Puluhan Tahun Tanah Kas Desa Jeruk Diduga Diserobot PTPN IX, Warga Desak Pemkab Sragen Bertindak

SRAGEN, iNewsSragen.id – Polemik status tanah kas Desa Jeruk, Kecamatan Miri, Kabupaten Sragen, kembali mencuat ke permukaan. Warga setempat menuntut kejelasan lantaran puluhan tahun tanah desa tersebut diduga diserobot oleh PT Perkebunan Nusantara (PTPN) IX Klaten.
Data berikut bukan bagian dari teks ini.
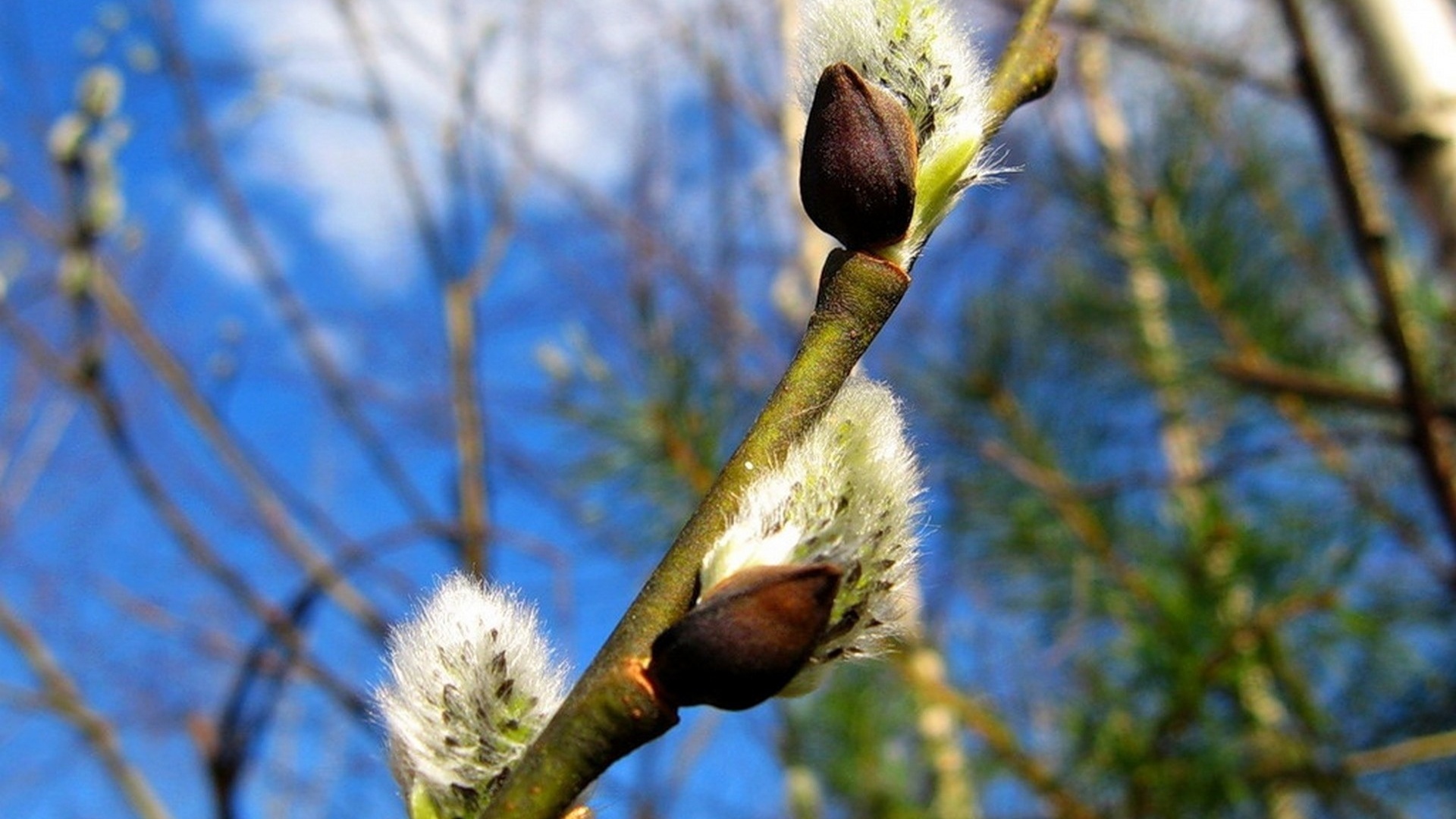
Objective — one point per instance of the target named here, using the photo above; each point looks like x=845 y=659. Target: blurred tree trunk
x=1410 y=60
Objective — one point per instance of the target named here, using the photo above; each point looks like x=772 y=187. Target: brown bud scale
x=747 y=639
x=858 y=169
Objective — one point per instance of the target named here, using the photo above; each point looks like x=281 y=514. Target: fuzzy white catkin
x=472 y=682
x=848 y=493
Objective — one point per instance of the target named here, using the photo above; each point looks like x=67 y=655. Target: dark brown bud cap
x=747 y=639
x=856 y=177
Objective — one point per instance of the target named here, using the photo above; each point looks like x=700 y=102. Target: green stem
x=612 y=710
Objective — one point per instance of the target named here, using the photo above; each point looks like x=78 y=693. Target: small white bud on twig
x=472 y=684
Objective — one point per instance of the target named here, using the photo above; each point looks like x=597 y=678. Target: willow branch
x=613 y=710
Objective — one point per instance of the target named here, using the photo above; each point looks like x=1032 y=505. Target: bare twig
x=984 y=723
x=61 y=695
x=1370 y=231
x=273 y=512
x=296 y=318
x=459 y=293
x=1402 y=754
x=193 y=541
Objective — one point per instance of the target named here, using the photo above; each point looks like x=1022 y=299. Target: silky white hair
x=472 y=684
x=848 y=493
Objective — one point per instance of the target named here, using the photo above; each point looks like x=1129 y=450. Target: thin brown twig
x=64 y=697
x=296 y=318
x=1251 y=363
x=193 y=541
x=1402 y=754
x=1370 y=231
x=271 y=510
x=460 y=297
x=1277 y=378
x=984 y=723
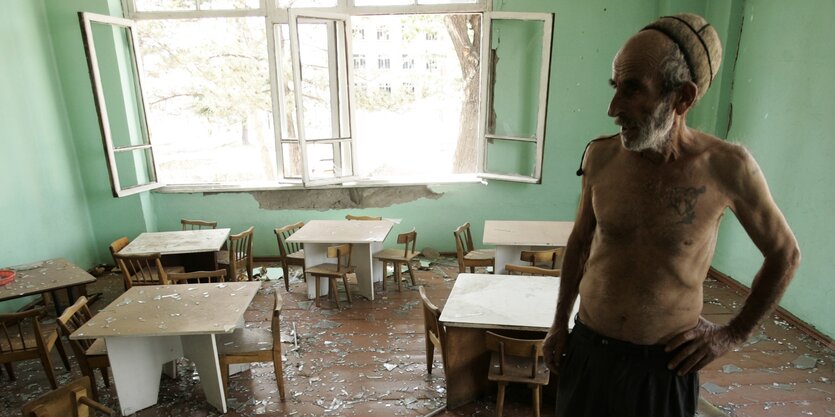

Tokoh masyarakat Desa Jeruk, Minarso, menyebut tanah yang sejatinya merupakan tanah kas desa (TKD) justru berubah status menjadi Hak Guna Bangunan (HGB) dan dikelola oleh pihak PTPN IX untuk usaha tembakau. Namun, usaha tersebut sudah lama berhenti beroperasi.
“Tanah kas desa kok bisa jadi HGB PTP IX. Sertifikatnya memang terbit 20 tahunan sekali, tapi usaha tembakaunya kan sudah tutup puluhan tahun lalu. Sekitar lima tahun lalu, tiba-tiba muncul papan bertuliskan ‘Tanah Ini Milik PTPN IX’. Itu yang bikin warga kaget dan bertanya-tanya,” ungkap Winarso, Jumat (12/9/2025).
Ia menjelaskan, saat ini lahan tersebut tidak lagi dimanfaatkan oleh perusahaan. Justru ada sejumlah pihak pribadi yang mengelola untuk sawah, usaha batako, hingga membuka warung. Kondisi itu memicu kecemburuan sosial di tengah masyarakat Desa Jeruk.
“Kami hanya ingin kejelasan. Kalau memang tanah itu milik desa, tolong dikembalikan jadi tanah kas desa. Supaya bermanfaat bagi warga. Sekarang malah dimanfaatkan pribadi tanpa kejelasan status,” tegasnya.
Menanggapi hal tersebut, Wakil Bupati Sragen, Suroto, mengaku sudah lama mengikuti perkembangan polemik tanah kas Desa Jeruk. Bahkan sejak dirinya masih menjabat sebagai anggota DPRD Sragen pada 2009, masalah ini sudah pernah dipertanyakan.
“Sejak 2009 waktu saya masih di Komisi I DPRD, kasus ini sudah kami pertanyakan. Jawabannya dulu masih ditangani di Kanwil Semarang. Perjalanan waktu, ternyata belum juga tuntas. Sekarang kami kembali dorong penyelesaiannya bersama Pemkab dan tim reformasi agraria,” jelas Suroto.
Menurutnya, tanah yang awalnya digunakan untuk perkebunan tembakau itu semestinya dikembalikan ke desa jika tidak lagi dipakai oleh PTPN IX. Apalagi, saat ini pemanfaatannya justru dialihkan ke individu.
“Kalau memang HGB berakhir dan usaha tidak berjalan, harusnya tanah kembali ke desa. Kenyataannya sekarang malah dipakai masyarakat secara pribadi untuk sawah, usaha batako, warung, dan sebagainya. Itu yang bikin kacau,” lanjutnya.